Uluslararası düzeyde yapılmış bir toplu sözleşme niteliği taşıyan “Öğretmenlerin Statüsüne İlişkin Tavsiye Kararları”, öğretmenlik mesleğinde işe alınma, işe alınmada seçme ve formasyon, öğretmenlerin mesleki sorunları, iş güvencesi, hak ve sorumlulukları ve mesleksel bağımsızlık, sağlık, sosyal güvenlik ve emeklilik gibi konuları kapsamaktadır.

Bu belge Türkiye tarafından kabul edilmesine karşın, Türkiye’nin yıllardır belirtilen konulardaki yükümlülüklerini yerine getirdiğini, öğretmenlerin hak ettiği ilgi ve değeri gördüğünü, taleplerinin karşılandığını söylemek mümkün değildir.

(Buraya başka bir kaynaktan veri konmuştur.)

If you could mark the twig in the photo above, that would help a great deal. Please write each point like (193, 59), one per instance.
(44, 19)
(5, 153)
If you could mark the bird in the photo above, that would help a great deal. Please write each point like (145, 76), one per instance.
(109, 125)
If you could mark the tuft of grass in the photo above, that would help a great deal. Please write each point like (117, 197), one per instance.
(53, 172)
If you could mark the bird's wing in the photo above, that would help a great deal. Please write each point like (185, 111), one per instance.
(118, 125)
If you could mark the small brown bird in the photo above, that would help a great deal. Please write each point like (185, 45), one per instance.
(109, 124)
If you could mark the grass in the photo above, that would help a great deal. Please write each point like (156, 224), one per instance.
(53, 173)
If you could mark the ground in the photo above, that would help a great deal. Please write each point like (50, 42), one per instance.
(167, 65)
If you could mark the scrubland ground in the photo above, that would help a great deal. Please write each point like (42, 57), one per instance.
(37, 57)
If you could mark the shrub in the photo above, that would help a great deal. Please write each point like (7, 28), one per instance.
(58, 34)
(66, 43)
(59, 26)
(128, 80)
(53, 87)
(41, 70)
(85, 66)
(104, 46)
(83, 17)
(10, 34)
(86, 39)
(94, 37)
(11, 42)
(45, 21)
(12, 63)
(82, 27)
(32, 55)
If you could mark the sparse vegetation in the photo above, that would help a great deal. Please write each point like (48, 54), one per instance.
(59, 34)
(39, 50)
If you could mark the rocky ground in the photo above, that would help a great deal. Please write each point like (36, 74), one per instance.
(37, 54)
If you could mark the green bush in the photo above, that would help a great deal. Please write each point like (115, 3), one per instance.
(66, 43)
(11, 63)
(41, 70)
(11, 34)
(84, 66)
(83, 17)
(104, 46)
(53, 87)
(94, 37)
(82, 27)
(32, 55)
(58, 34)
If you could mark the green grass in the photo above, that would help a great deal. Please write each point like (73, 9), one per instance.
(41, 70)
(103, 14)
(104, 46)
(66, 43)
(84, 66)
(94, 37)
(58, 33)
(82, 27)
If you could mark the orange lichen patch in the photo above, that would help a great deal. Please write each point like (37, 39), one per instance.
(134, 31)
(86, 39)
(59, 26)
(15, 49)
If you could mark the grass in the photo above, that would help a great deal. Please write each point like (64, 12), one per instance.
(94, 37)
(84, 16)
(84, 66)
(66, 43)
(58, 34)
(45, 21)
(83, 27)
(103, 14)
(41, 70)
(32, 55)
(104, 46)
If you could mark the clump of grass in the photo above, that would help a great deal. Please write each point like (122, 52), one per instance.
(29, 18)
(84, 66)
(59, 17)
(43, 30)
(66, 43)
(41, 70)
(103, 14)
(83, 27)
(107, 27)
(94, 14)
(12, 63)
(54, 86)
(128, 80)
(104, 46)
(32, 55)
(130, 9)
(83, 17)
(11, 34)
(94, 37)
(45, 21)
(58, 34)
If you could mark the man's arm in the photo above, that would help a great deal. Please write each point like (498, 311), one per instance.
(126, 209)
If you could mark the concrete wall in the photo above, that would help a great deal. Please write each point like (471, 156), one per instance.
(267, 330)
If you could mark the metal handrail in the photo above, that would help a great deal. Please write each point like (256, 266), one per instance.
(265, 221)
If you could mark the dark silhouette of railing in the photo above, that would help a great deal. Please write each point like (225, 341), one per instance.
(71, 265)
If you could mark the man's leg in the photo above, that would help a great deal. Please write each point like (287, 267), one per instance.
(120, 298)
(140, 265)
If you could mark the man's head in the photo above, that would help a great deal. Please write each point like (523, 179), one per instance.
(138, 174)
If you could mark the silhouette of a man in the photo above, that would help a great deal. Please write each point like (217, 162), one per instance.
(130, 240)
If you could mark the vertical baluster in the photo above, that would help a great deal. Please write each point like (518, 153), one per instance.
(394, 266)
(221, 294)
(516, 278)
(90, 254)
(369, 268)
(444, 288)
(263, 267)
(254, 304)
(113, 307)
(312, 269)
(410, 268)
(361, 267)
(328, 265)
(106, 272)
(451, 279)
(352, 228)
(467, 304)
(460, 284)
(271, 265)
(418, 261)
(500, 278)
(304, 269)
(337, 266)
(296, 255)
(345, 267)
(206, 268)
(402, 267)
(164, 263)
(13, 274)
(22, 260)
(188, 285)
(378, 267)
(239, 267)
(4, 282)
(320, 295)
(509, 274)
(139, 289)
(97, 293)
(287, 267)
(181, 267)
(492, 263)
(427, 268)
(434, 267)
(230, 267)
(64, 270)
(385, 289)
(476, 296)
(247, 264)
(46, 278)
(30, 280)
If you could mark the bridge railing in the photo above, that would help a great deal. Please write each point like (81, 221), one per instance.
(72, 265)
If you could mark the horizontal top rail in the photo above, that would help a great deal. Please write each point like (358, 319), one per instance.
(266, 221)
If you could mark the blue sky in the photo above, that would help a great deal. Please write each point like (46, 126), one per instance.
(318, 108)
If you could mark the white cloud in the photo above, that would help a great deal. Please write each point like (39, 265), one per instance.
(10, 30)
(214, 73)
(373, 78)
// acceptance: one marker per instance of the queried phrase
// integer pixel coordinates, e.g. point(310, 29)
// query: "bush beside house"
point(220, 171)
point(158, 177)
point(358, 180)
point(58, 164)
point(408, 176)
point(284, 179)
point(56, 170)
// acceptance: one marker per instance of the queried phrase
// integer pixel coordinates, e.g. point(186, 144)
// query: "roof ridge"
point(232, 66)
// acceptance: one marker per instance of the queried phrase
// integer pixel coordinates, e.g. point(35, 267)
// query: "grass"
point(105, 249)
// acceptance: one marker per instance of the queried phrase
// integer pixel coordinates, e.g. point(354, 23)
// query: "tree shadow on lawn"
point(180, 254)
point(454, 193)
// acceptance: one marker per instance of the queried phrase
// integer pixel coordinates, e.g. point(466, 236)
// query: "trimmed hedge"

Öğretmenlerin toplumsal statüleri, ekonomik, sosyal ve özlük hakları, AKP iktidarı döneminde ciddi şekilde gerilemiştir. Eğitim sisteminde yaşanan köklü değişiklikler, 4+4+4 gerici eğitim yasasıyla Öğretim Birliği’ne vurulan darbe, okul dönüşümleri, siyasi kadrolaşma, yandaş yönetici atama gayreti, eğitimin dini referanslara göre şekillendirilmek istenmesi, okullarda yaşanan şiddetin artması, ihraçlar ve açığa almalar, sürgünler, sözleşmeli ve güvencesiz istihdam uygulamalarıyla öğretmenlerin yaşadığı sorunlar daha da derinleştirmiştir.